Thursday, November 17, 2016, 12:30PM - 1:30PM
SEEC room S225
Molecules in the mud: A sedimentary ancient DNA record of paleovegetation from Baffin Island, Arctic Canada
One expected consequence of a rapidly warming Arctic is a poleward expansion of high-latitude plants. An increase in woody vegetation at high latitudes will both reduce surface albedo and increase atmospheric water vapor, further amplifying warming. Tracking past changes in vegetation in response to temperature fluctuations, particularly during past warm times, has the potential to provide insights into the ecological response to temperature changes and the mode of plant colonization following ice retreat. In this talk, I will present the first lacustrine sedimentary ancient DNA (sedaDNA) record from the Canadian Arctic, in which we reconstruct tundra vegetation growing near a lake on southern Baffin Island over the Holocene. sedaDNA is a novel paleoecological tool that allows for the identification of targeted taxa from the complex mixture of degraded DNA contained in the sediment matrix.
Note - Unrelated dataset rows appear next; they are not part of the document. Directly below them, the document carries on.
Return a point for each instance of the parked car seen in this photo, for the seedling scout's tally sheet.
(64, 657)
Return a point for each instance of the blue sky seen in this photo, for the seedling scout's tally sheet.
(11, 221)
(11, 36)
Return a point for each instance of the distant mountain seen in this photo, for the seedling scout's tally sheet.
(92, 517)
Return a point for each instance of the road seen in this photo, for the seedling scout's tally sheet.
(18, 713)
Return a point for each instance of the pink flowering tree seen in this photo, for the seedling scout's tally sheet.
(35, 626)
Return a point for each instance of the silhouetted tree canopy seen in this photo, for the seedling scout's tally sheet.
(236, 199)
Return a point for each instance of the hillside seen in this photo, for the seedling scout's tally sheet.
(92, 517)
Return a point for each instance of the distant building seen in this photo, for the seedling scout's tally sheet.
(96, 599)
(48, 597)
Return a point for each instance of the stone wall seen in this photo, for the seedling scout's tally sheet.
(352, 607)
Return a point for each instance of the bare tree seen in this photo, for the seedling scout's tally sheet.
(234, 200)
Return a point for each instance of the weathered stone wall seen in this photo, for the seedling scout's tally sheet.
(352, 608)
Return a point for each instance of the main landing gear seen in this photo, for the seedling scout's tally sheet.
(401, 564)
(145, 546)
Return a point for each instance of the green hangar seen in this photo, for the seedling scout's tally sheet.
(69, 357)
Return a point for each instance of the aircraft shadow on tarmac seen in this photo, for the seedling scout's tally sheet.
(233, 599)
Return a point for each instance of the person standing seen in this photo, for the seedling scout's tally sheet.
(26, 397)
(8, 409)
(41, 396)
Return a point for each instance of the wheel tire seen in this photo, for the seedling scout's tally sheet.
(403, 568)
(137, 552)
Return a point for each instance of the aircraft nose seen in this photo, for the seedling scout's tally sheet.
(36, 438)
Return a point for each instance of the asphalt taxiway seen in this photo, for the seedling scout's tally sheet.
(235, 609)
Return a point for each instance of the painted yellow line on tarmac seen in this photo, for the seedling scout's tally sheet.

Initial results indicate that DNA preservation is excellent in Arctic lake sediments, and sedaDNA-based paleoecological reconstructions offer multiple benefits over traditional palynology. This record precisely constrains the initial establishment of dwarf birch in the catchment and provides a comprehensive picture of tundra ecosystem development. When paired with other paleoclimate proxies from the same core, sedaDNA has the potential to significantly advance our understanding of the complex relationship between climate and vegetation.